Kathy Quayle

Wintec, Hamilton, NZ - Senior Lecturer, ECE

Workshop title: "Developing Creative individuals"

Natural outdoor environments provide an ideal and irreplicable setting where children can develop lifelong skills, knowledge, and attitudes relating to creativity.
While we cannot predict the changing world our children will experience as adults, one thing is certain, there will always be a need for creative individuals to both drive and respond to changes effectively.
Natural outdoor environments present unique opportunities that foster creativity. This presentation draws on a research project carried out with three early childhood education settings in New Zealand and focuses on how young children respond creatively to elements of natural outdoor settings. The findings highlight some of the unique characteristics of these settings and how children's creativity is supported through meaningful engagement with natural environments.

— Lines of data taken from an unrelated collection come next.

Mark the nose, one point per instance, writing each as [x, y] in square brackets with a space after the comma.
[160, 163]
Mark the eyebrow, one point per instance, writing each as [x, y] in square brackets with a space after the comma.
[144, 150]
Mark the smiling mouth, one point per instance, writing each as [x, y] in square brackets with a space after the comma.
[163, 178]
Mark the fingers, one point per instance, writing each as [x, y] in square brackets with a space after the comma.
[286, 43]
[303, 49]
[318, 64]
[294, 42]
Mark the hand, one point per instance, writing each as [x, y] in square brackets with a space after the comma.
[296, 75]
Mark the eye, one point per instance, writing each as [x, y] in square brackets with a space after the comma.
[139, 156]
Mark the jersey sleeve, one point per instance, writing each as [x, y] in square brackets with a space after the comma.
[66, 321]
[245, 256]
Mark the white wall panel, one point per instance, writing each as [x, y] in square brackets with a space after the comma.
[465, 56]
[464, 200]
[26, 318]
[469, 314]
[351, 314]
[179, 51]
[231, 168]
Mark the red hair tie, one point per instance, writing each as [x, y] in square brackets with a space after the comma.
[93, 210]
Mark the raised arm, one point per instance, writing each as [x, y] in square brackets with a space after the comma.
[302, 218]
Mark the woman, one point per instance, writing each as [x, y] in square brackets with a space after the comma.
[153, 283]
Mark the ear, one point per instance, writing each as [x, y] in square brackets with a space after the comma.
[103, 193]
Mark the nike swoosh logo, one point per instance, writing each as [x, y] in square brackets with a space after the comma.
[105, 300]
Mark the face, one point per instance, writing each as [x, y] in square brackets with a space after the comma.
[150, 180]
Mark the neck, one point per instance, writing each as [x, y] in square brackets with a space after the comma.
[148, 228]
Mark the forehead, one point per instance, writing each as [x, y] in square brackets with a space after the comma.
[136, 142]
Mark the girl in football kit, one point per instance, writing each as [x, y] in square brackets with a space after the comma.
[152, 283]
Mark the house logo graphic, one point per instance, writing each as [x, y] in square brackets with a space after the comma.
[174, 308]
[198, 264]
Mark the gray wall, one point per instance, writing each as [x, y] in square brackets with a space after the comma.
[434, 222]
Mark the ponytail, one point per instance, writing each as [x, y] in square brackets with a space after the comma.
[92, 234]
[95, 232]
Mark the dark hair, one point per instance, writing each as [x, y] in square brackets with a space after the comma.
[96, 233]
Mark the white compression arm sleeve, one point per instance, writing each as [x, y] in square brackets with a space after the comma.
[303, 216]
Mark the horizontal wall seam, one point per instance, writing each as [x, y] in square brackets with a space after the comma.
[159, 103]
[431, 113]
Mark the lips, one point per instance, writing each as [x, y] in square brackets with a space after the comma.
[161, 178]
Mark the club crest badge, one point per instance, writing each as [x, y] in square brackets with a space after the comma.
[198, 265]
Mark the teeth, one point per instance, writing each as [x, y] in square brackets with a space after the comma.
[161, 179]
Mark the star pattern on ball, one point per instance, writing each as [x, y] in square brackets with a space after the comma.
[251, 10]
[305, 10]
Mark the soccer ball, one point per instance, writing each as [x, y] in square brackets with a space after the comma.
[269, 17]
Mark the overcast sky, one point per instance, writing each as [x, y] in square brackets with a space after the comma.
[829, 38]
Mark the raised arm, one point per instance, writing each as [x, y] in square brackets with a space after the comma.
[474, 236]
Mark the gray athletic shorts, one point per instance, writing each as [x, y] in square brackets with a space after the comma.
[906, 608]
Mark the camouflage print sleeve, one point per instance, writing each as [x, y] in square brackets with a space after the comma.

Personal Bios: I grew up in a family home that was surrounded by open pasture and mature woodland that led to the banks of the Waikato River. Most of my childhood memories are of time spent outdoors with my siblings and friends. We used the wood as our playground and our toys were the natural objects that we found there.
When my three children were very young, an opportunity arose to rent a house that was isolated in the middle of farmland with a small stream and wood outside the back door. Memories of my experiences of nature as a child were behind my decision to move to this house. Over the next five years my children could be found building bridges over the stream, climbing tall trees, running through the cornfields, dabbling in mud puddles, and sliding down grassy hills.
In more recent years, as an ECE teacher and subsequently as a senior lecturer visiting ECE settings, I have been responsible for supporting children's creativity, and teaching adult students about creativity. My current research focuses on children's creativity in natural outdoor settings, adult creativity in creative communities, and field-based tertiary education.